Love is the blanket that smothers the all-consuming fire of doubt.  If we could rest contentedly within the arms of love, doubt would die.  In turn, that would kill fear and worry.  If we could but retain the concept that love is the most powerful force in the universe, life would be perfect.  But no one can handle the full force of love, just as no one can live in perfection.  It is more than the human soul can take.

Scars

It's been a little while since I've written.  Had a lot going on.  Getting enrolled in college (yes, my old ass is going back to college...UMUC for my Bachelor's in CyberSecurity), trying to stay connected with friends, family and loved ones.  I feel like a human yo-yo...getting slung in every imaginable direction.  But I'm okay with that.  Anyway...

Just this past weekend, I attended a mini-reunion for the Woodlawn High Class of '91.  Not a big turnout, but fun nonetheless.  Got to reconnect with a few old friends.  Many conversation were had in the process of catching up on 23 years of life.  One of them really hit home for me.  I was talking with Rubi Uzzi about scars.  I have a few physical scars.  My chin, both shoulders, my left middle finger, my left forearm and my back.  But these are all physical.  People can see them.  I have come to terms with what caused each scar.

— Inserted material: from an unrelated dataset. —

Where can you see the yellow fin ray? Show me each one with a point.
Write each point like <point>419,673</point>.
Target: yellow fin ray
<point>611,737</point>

  • Chin - Fell in middle school and split it open on the floor.  13 stitches (7 outside, 6 inside)
  • Left shoulder - Arthroscopic surgery to repair torn cartilage, ligaments and tendons
  • Right shoulder - Put my shoulder through a window when I was 16
  • Left forearm - Hit my arm with a wood hatchet chopping a tree stump when I was 16
  • Left middle finger - Had my finger closed in a piece of hydraulic machinery at a job
  • Back (2 scars) - Main scar: Back surgery in 1994; Secondary scar: Bone graft from my hip to repair a crushed vertebrae

Like I said, I have come to terms with each of those scars.  Each injury has it's physical consequences/side effects.  But, there are scars that are much deeper that no one can see.  These are the mental, emotional and spiritual scars.  And I have a lot of them, too.  We all do.  We each have our burdens to bear.  And each burden leaves a scar from the weight.

How we handle these scars shapes us into who we will eventually become as men and women.  Handle them with grace and acceptance?  You may become POTUS one day.  Handle them by running away?  You may look like Grizzly Adams and Charles Manson had a kid.  But, it's never too late, no matter how far you run, to turn around and face the scars.  You can still come through with flying colors.  I finally did.  And if I can do it after 2 strokes, 2 heart attacks and a nervous breakdown?  So can you.